The end result was that for the last couple of years we have not been allowed to visit Oma in the hospital. We were told that she didn't want to see us. I marvel at that because my relationship with Oma as an adult was touching. She told me on more than one occasion that I was her favorite grandchild (in spite of my early life!) - she loved me, she loved my children, and the past couple of years have been harder that way.

I remember, after coming to the Lord, visiting her once and listening to her talk about some of her concerns and worries. I asked her if she didn't have a bible, and she almost spit her disdain for God at me. She didn't believe in all that stuff, and was so angry that many people were. Over the years I have only rarely had the opportunity to broach the subject of the gospel - and always with trepidation. A few years back she had a heart attack, and I visited her in the hospital. I gave her a small new testament to read because I knew that she would be bed ridden for a while and I know that boredom can provide excellent opportunities. I prayed for her, and explained a bit about Jesus, and her heart, while softer than it had been that day she railed against God, yet later when we spoke of it, she said that the print had been to small and she didn't read it.

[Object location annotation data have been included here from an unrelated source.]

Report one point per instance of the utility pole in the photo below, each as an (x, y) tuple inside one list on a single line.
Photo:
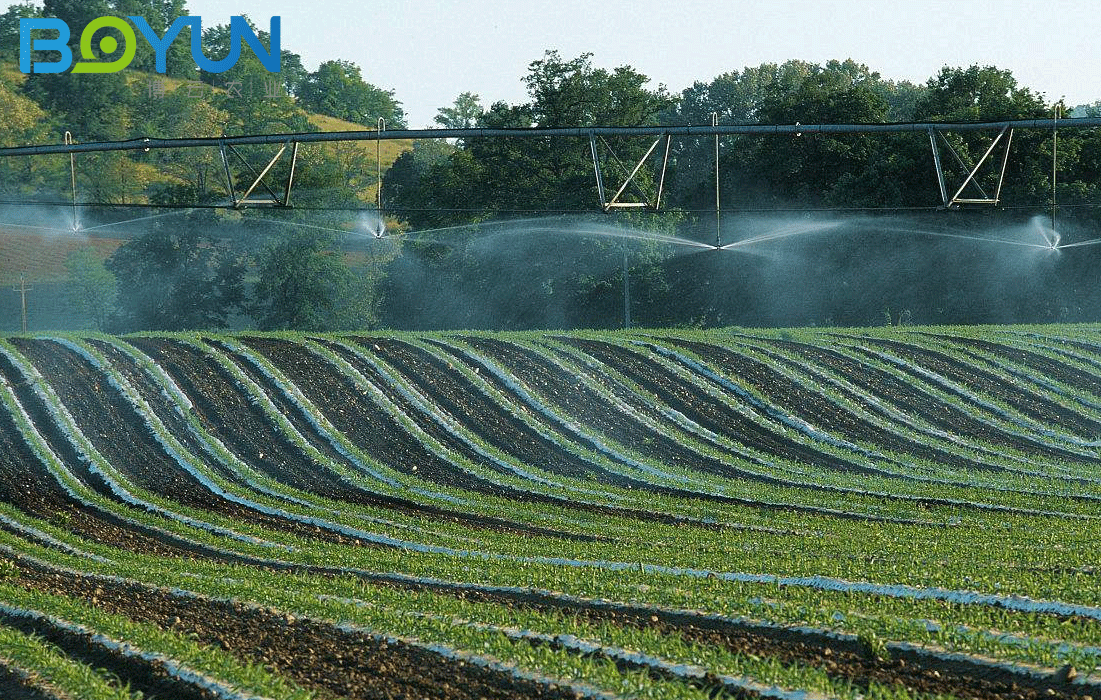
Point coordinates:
[(718, 231), (22, 290), (380, 127), (1055, 151), (627, 293)]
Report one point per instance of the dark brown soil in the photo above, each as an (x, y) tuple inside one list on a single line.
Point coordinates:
[(911, 398), (115, 428), (1029, 403), (14, 686), (708, 412), (1054, 369), (816, 409), (553, 382), (314, 654), (148, 677)]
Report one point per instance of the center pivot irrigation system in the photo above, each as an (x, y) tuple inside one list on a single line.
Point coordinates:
[(289, 143)]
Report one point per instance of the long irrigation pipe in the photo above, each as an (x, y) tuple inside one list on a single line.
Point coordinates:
[(580, 132)]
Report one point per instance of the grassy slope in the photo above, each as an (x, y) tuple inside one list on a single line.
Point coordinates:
[(40, 256)]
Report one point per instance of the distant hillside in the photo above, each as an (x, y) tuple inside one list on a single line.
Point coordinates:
[(39, 254)]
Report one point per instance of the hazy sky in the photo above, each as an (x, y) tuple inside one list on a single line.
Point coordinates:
[(429, 51)]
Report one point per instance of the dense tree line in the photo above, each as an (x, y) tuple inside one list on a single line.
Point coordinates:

My grandmother passed away on Saturday, and I can honestly say I don't know if she knew the Lord - I suspect that she didn't. The rift her recent and radical personality change has caused in my father's family has been a source of stress and sorrow in the past, but now it has made her passing more difficult.

I knew her well enough to miss her during her self imposed cloister in the hospital and home, but now I begin to understand that I will never hear her voice again in this lifetime, and never get to share the gospel with her as fully as I wish I had in the past.

The sorrow of her passing is magnified by my own self loathing over having not made the gospel more plain to her when I had so many opportunities. Many times I had been sorely convicted that I ought to make a special gospel trip - and many times my old self won the debate. See now how my old self who refused to sow is reaping the consequences - I miss my Oma, and I have no peace over her soul.
posted by Daniel @ 9:31 AM  
1 Comments:
  • At 10:53 AM, September 02, 2006, Blogger candy said…

    Daniel. I faced my mother's death on Aug. 24, her 81st birthday. She also was very anti-God. God showed me a couple of things that gave me hope for her salvation before she died and I also had a chance to share some scriptures at her memorial. My whole family is not saved, and I asked God for help not to shrink back from anything He wanted me to share.

    I believe that there are probably many deathbed conversions. I hope and pray your grandmother and my mother were two of them.